Effective Solution Construction
The probabilistic clustering guided by learned pairwise q-values enables the construction of diverse solutions that are refined through inter-route moves.
Scalability and Generalizability
RL-CMSA demonstrates significant scalability and generalizability to other problem domains, making it a promising approach for optimizing complex logistics and supply chain management problems.
Demerits
Limited Scalability
Further research is needed to explore the scalability of RL-CMSA to larger problem instances and more complex problem domains.
Dependence on Reinforcement Learning
The performance of RL-CMSA relies heavily on the effectiveness of the reinforcement learning component, which may require significant computational resources and expertise.
Expert Commentary
The article makes a significant contribution to the field of optimization, proposing a novel hybrid approach that combines exact optimization with reinforcement learning.

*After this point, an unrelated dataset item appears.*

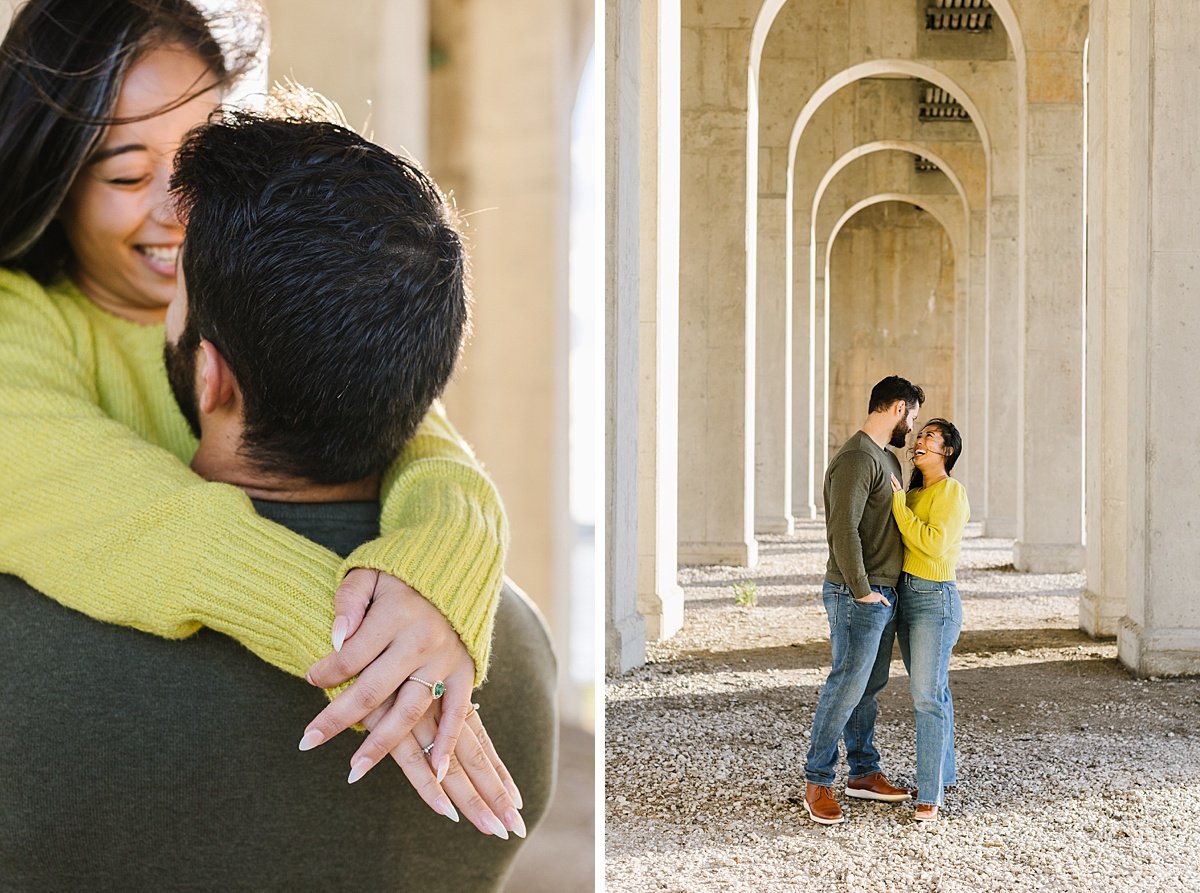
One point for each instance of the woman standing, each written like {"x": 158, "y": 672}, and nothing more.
{"x": 931, "y": 517}
{"x": 97, "y": 502}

The results demonstrate the effectiveness of RL-CMSA in finding high-quality solutions, outperforming a state-of-the-art hybrid genetic algorithm. While further research is needed to explore the scalability and generalizability of RL-CMSA, the approach has significant implications for optimizing complex logistics and supply chain management problems. The use of reinforcement learning enables RL-CMSA to balance exploration and exploitation, leading to high-quality solutions. The probabilistic clustering guided by learned pairwise q-values enables the construction of diverse solutions that are refined through inter-route moves.
Recommendations
- ✓ Further research should be conducted to explore the scalability of RL-CMSA to larger problem instances and more complex problem domains.
- ✓ Experts in the field of optimization and logistics should consider applying RL-CMSA to optimize complex logistics and supply chain management problems.